Al Ameen Journal of Medical Sciences (Jan 2016)
Procalcitonin as a marker of neonatal sepsis
Abstract
Introduction: Neonatal sepsis is one of the commonest causes of neonatal mortality in the developing world. Procalcitonin (PCT) has emerged as the most studied and promising sepsis biomarker. Objective: To assess the role of procalcitonin (PCT) as a marker in the early diagnosis, treatment and follow-up of neonatal sepsis. Methods: Twenty five neonates with clinical (n=5), suspected (n=13) and proven sepsis (n=7) were evaluated. The PCT levels were measured by immunoluminoassay before and on day 5 of treatment. PTC levels of 0.5-2 ng/ml, 2.1-10 ng/ml and >10 ng/ml were considered as weakly positive, positive and strongly positive, respectively.
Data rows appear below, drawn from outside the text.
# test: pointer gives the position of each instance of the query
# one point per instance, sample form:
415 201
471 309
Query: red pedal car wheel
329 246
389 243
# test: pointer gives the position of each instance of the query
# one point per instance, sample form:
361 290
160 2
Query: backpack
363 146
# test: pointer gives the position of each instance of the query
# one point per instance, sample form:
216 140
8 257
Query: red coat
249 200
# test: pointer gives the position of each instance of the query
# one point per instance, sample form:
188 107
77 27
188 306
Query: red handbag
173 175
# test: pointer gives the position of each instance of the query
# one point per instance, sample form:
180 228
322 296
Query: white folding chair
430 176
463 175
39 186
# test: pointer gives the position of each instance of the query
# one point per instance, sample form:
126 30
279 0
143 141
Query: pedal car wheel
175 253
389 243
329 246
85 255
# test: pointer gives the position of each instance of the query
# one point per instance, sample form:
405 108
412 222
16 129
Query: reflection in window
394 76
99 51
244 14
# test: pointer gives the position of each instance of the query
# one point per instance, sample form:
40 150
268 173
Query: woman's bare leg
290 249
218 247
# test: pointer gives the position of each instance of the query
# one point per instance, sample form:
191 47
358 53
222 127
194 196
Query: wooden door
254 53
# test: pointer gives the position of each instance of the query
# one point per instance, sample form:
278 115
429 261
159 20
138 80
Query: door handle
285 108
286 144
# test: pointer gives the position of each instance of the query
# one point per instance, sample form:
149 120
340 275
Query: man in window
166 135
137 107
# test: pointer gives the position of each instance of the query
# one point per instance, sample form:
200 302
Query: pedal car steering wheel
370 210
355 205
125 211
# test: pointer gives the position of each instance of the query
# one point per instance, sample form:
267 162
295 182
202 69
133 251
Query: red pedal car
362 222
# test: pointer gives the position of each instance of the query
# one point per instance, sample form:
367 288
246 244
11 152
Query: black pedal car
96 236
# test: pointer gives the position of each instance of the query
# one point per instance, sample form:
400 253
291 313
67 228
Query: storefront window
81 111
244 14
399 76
Findings: The levels of PCT in proven sepsis group were higher than that in other groups. Strongly positive PCT level was seen in 2 cases of proven sepsis, 5 cases of suspected sepsis and in 1 case of clinical sepsis. PCT levels were dramatically decreased in three groups on day 5 of treatment. Conclusion: The results show that the serum procalcitonin levels seem to be significantly increased in proven sepsis and decrease dramatically in all types of sepsis after appropriate treatment.